To carry “intrigue” to the brand new, two-storey extension, Allen and colleague Omar Ghazal turned to Sir John Soane. Not his grandly neoclassical Bank of England, however the Georgian architect’s eccentric, imaginative house in Lincoln’s Inn Fields. “Soane prolonged his home with an superb sequence of pavilions, lit in several methods. They solid a hyperlink between outdated and new,” says Allen. “Glass bins work nicely in heat southern climates, however English skies might be oppressive. You want a way of heat and enclosure.” Instead of gazing up at rain-streaked glazing, a ribbed vault sits under the skylight diffusing the sunshine – like that arboreal cover – into the double-height kitchen. Arched openings draw your gaze from the kitchen to the eating room the place Allen designed the D-ended desk and chairs. An Alice in Wonderland-scaled door above the sink opens, like a classic serving hatch, on to the sitting room. “These connections have made the home really feel a lot extra sociable,” says Vandyk, pointing as much as the mezzanine flooring, hugged by the blue balustrade. A room was sacrificed so as to add the brand new house.
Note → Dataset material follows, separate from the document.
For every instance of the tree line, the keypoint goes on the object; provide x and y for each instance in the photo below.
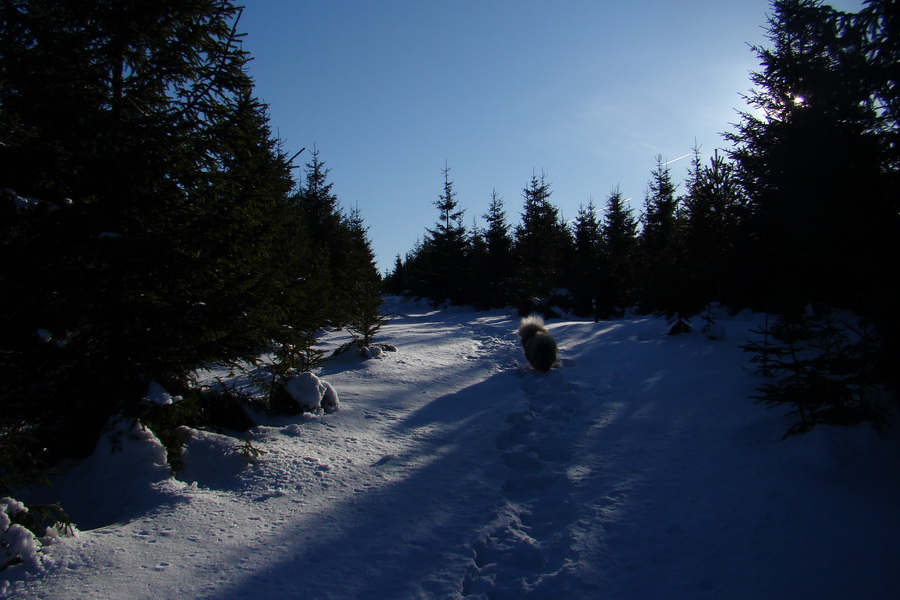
(150, 222)
(799, 217)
Concrete, not a timber body, was used to construct the extension. “We have been impressed by the color and honesty of Victorian structure,” says Allen. “The brickwork is adorned, but it surely’s additionally load-bearing. What you see is what you get.” At the again, a structural column inscribed with a scallop sample contrasts with the flat panels of the toilet. The wealthy greens, reds and salmon pinks have been achieved utilizing earth pigments. Everything – stairs, kitchen counters, benches – was constructed off-site. “We spent quite a lot of time exploring choices, however the primary body solely took three days to construct,” says Allen who has named the mission the “House Recast”.
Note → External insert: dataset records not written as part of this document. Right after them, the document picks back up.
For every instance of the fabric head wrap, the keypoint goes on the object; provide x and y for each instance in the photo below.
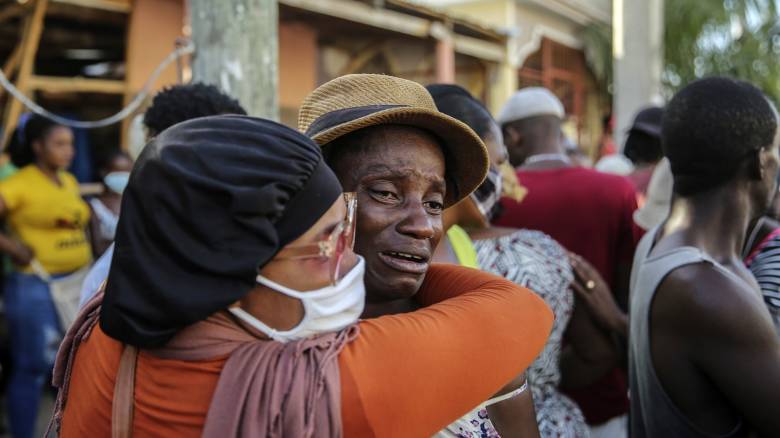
(209, 202)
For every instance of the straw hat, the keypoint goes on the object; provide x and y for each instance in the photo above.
(349, 103)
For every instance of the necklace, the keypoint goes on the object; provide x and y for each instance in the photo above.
(547, 157)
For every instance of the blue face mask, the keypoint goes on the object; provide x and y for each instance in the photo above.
(117, 181)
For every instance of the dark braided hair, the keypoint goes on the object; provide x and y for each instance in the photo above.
(20, 149)
(711, 127)
(178, 103)
(458, 103)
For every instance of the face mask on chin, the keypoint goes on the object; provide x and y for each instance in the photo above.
(328, 309)
(117, 181)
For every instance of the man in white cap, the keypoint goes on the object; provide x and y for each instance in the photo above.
(588, 212)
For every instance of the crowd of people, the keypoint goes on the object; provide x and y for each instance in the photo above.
(402, 264)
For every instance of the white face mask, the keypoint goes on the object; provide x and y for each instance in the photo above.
(326, 310)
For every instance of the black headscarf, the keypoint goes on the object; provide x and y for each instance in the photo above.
(209, 201)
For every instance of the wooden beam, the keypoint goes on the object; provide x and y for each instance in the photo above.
(30, 41)
(57, 84)
(365, 14)
(121, 6)
(11, 11)
(361, 58)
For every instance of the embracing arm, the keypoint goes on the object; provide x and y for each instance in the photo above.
(515, 416)
(589, 353)
(415, 373)
(19, 253)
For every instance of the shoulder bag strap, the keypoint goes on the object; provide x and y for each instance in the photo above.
(124, 389)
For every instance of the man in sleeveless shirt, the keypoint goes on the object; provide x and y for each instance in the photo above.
(704, 357)
(590, 214)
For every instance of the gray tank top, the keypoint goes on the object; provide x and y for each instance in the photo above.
(653, 413)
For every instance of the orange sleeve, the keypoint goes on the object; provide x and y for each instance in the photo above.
(412, 374)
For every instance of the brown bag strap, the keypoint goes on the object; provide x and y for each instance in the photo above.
(124, 395)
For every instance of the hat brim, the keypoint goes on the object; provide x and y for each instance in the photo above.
(650, 215)
(468, 154)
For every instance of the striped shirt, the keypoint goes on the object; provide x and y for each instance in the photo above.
(764, 263)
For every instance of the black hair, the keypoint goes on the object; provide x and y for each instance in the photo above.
(108, 158)
(36, 128)
(711, 127)
(642, 148)
(458, 103)
(178, 103)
‘We spent a lot of time exploring options, but the main frame only took three days to build’: Alan Martin Day and Russell Vandyk.‘We spent quite a lot of time exploring choices, however the primary body solely took three days to construct’: Alan Martin Day and Russell Vandyk. Photograph: FRENCH+TYE

The lavatory was one other experiment. The shell-shaped shadows of an ornamental display screen flit throughout clean inexperienced partitions beneath the domed skylight. The unique hammam-like really feel is a nod to Ghazal’s Jordanian roots blended with a reference to the Orientalist London house of Victorian painter Sir Frederic Leighton. Designed as a moist room, it has a specifically made brass bathe head and the sculpted basin appears to be like like a classical pedestal.

Vandyk and Day just lately realized that their house has been plucked from 200 different submissions to win the annual Don’t Move, Improve! award. Not that they’ve ever doubted the distinctiveness of their recalibrated inside. It has given them a contemporary perspective on the house they’ve identified since their 20s. “From each angle, you at all times have one thing completely different to take a look at – there’s an ongoing sense of novelty,” says Vandyk.